A daring wartime escape
How a group of miners got away from the enemy
The men abandoned their mining site and made their way over the Owen Stanley Ranges on a rough path that became known as the Bulldog Track.
Australian film and television actor
Peter Phelps has written a book that tells the story of his grandfather, Tom, who was too old to enlist in the army during World War 2 but was caught up in the Japanese invasion of Papua New Guinea.
Tom was among 200 civilian employees of the Bulolo Gold Dredging Company who had to flee from the advancing Japanese forces.

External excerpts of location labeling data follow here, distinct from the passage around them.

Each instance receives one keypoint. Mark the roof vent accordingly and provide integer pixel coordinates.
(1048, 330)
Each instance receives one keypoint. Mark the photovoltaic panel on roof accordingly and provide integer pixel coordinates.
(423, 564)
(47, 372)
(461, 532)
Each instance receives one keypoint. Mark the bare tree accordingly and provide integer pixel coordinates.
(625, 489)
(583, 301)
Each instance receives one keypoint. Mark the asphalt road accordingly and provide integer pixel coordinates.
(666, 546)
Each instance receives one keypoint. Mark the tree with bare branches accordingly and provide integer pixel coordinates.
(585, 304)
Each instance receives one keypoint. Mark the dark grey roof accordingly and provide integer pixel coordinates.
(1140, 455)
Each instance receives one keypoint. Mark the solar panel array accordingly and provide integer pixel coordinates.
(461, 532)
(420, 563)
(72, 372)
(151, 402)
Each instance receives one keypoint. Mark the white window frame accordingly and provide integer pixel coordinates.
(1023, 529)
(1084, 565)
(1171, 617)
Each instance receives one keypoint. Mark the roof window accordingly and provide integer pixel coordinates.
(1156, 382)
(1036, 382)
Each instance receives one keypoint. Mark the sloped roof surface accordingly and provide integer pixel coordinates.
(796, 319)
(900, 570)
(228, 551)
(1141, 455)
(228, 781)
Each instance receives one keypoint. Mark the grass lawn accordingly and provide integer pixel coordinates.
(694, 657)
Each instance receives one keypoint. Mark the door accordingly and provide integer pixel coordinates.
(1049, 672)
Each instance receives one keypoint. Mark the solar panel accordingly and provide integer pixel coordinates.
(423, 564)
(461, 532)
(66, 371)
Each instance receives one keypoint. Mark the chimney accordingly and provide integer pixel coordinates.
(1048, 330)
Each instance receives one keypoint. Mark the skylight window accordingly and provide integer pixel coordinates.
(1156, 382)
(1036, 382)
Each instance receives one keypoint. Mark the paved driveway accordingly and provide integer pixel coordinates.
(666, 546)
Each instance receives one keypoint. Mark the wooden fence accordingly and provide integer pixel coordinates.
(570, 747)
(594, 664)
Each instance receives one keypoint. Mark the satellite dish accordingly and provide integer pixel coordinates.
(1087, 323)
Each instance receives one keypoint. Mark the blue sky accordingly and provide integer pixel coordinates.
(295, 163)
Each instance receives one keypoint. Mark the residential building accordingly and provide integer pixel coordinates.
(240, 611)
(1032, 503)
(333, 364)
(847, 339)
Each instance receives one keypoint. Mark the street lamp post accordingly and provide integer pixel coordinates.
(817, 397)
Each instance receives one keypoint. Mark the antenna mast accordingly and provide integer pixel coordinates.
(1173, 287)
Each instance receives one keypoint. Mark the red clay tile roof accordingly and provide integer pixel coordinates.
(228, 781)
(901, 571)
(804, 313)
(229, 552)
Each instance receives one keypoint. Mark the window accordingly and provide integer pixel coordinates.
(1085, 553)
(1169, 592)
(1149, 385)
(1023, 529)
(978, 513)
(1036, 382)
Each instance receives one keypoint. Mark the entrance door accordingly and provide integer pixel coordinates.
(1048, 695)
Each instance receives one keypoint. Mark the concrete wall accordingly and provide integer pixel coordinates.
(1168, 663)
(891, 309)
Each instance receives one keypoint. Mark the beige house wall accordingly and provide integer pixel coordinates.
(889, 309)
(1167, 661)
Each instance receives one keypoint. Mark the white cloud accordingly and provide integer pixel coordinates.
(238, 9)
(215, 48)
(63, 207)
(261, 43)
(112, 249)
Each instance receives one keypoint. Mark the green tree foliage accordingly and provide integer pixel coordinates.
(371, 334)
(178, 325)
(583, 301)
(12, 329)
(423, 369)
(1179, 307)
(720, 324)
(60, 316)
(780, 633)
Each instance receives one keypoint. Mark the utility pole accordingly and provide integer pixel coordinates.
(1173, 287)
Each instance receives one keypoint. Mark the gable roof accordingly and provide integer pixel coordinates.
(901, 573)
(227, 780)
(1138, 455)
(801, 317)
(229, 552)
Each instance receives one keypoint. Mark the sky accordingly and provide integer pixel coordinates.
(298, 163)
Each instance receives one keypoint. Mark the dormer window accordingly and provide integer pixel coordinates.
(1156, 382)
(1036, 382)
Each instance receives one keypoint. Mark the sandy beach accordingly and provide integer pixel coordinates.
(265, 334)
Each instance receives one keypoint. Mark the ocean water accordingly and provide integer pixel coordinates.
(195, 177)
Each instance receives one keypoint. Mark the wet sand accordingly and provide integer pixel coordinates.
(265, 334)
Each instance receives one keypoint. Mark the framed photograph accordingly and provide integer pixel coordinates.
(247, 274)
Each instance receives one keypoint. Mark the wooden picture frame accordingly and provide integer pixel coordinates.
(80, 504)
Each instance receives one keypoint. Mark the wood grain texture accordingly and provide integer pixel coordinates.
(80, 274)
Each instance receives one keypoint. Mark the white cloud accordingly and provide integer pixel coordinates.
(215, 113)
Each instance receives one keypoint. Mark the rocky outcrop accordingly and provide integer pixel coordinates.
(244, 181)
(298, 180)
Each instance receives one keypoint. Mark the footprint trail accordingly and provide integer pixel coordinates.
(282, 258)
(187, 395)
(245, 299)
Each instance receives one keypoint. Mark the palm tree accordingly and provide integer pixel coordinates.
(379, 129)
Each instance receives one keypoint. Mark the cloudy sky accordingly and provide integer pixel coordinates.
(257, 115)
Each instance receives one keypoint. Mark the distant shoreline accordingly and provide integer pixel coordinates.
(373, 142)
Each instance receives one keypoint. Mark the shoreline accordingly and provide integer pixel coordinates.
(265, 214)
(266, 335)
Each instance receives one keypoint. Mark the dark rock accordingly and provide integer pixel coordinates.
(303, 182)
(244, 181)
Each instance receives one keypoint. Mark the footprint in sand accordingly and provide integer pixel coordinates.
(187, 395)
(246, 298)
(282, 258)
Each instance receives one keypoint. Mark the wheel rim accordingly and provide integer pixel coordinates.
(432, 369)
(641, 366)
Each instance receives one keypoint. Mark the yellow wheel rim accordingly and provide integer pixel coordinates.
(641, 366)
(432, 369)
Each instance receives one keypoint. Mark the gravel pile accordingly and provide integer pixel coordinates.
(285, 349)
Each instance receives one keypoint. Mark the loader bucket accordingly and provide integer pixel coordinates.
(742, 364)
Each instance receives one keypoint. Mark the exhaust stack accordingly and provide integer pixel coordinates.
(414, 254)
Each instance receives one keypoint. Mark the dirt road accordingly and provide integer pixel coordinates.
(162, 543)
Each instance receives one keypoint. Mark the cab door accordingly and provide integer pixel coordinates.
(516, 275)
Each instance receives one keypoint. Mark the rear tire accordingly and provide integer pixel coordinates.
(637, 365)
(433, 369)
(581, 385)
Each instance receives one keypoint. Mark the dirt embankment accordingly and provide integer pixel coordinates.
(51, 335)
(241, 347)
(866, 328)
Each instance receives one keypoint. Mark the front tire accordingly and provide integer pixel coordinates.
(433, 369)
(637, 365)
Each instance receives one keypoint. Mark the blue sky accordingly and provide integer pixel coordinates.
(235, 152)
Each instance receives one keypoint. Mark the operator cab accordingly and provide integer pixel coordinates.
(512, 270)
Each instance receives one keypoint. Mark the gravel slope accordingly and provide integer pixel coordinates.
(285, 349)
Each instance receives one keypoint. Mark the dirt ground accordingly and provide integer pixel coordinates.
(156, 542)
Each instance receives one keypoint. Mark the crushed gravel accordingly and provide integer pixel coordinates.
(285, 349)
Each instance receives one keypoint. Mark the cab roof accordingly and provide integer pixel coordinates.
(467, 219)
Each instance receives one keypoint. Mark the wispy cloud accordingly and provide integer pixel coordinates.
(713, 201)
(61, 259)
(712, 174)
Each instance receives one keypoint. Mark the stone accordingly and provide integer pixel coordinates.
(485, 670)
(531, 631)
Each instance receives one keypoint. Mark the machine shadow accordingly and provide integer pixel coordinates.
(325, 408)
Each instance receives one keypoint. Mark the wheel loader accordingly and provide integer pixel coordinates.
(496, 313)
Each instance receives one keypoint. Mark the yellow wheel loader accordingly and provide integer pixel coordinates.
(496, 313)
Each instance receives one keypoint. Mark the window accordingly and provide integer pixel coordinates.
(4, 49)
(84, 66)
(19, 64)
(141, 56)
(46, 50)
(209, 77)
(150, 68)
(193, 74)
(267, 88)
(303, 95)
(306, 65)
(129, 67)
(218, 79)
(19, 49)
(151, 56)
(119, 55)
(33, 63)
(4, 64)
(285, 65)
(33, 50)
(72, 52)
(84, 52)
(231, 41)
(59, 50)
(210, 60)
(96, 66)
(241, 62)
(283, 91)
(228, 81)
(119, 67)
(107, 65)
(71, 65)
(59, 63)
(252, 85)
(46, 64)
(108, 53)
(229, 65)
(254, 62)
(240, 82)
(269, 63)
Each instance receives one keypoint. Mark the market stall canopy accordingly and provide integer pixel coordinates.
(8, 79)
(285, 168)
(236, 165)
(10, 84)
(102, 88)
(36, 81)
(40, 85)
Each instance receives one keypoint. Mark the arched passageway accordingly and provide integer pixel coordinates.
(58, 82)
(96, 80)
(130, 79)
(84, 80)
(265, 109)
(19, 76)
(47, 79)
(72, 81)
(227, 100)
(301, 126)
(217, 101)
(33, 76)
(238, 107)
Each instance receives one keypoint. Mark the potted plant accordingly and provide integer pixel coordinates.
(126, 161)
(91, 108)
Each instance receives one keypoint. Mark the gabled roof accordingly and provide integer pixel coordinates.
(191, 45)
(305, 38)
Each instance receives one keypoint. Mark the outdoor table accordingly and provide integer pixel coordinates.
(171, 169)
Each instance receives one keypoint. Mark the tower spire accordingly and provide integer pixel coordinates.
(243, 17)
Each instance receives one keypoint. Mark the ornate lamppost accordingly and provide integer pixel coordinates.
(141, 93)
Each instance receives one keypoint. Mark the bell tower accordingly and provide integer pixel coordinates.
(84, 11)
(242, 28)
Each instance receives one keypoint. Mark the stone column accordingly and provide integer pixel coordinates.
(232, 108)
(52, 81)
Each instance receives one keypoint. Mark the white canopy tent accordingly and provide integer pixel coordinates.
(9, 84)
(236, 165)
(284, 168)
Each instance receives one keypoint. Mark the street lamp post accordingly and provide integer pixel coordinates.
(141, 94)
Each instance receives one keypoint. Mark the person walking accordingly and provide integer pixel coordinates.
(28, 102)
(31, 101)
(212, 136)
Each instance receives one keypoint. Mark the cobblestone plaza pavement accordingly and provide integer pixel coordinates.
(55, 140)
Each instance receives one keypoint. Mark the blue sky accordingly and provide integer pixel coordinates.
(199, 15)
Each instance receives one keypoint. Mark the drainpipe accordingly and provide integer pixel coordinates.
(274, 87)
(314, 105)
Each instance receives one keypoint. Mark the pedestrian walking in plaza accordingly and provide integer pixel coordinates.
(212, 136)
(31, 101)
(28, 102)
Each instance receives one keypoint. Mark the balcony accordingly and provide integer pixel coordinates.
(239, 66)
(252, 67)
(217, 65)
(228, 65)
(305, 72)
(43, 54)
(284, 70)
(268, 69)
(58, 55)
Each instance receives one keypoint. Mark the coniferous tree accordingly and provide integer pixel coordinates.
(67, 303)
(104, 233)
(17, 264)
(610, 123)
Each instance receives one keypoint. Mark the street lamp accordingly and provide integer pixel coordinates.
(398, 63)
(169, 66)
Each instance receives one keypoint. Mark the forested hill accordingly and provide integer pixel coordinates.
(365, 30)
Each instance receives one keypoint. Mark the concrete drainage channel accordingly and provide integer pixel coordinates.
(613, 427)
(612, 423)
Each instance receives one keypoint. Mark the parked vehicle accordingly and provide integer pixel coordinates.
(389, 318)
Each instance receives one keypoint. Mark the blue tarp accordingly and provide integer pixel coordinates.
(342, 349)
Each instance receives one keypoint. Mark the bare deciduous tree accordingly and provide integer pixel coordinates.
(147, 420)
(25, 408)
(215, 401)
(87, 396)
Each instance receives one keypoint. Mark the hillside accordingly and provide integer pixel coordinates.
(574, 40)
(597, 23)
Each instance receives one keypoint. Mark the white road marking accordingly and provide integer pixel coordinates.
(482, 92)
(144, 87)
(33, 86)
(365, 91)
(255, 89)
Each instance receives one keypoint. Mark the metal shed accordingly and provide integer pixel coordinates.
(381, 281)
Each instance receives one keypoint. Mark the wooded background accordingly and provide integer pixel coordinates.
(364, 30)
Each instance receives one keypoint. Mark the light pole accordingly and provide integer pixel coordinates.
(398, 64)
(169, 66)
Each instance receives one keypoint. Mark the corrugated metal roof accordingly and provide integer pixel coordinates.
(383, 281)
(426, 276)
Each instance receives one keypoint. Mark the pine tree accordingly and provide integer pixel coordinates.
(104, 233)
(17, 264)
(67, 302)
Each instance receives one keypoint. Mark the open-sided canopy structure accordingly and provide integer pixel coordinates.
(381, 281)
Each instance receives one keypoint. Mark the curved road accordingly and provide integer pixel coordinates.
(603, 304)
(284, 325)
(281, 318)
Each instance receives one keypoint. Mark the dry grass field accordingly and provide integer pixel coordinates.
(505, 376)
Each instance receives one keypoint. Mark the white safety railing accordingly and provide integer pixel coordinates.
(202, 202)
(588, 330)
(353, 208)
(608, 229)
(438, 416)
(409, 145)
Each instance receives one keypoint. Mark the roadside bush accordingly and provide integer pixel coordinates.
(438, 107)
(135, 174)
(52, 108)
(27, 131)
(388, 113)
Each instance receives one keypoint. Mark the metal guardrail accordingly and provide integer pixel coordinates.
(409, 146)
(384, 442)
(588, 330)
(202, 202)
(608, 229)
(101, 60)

The men hurriedly abandoned their mining site at Edie Creek, about 50 kilometres southwest of Lae, at 11pm on March 4, 1942, destroying everything they could. They made their way south, over the treacherous Owen Stanley Ranges, on a rough path that became known as the Bulldog Track.
The track was later described by the author, spy and newspaper journalist Peter Ryan as “longer, higher, steeper, wetter, colder and rougher than Kokoda.”
“They were civilians; gold miners, carpenters and all sorts of trades. So there was nothing documented about these guys,” Peter
Phelps writes in his book The Bulldog Track
(Hachette). “It was such a time of war that a couple of hundred miners’ story would just not be considered because it wasn’t part of the war effort. But they were as brave as any soldier.”
Researching the book was not easy because very few records of the escape exist. But one unlikely source came from his grandfather’s battered pith helmet.
During the escape, Tom had scrawled notes and a rudimentary map on baking paper and had hidden it away in his helmet. He recorded dates and locations, including where his dead companions were buried. That, and a letter Tom wrote to the editor of The
Sydney Morning Herald newspaper in 1944, constitute the entire first-hand history of the Bulldog Track.
Tom passed his information on to the authorities when he finally reached Port Moresby and a vital supply road was built along the path he had surveyed. The road took eight months to complete and was hailed at the time as one of the greatest feats of military engineering.
The chief engineer, W. J. Reinhold, later wrote: “Every foot of progress made on this road exacted the ultimate in courage, endurance, skill and toil. Its construction took a toll from surveyor, engineer, labourer and native carrier alike.”
During one five-month period of construction, more than two-thirds of the crew contracted malaria and it wasn’t until September 1943 that the first vehicles were able to make a clumsy passage along the perilous route.
Tom was also lavish in his praise for the native ‘bois’ who had guided them along the way, doubtlessly a vital part of their success and survival.
“This book is not a work of fiction,” writes Peter Phelps. “It is a tribute to the resilience and strength that saw my grandfather survive, and his family hold together while he was gone. It is a tribute to all those who survived the Bulldog Track.”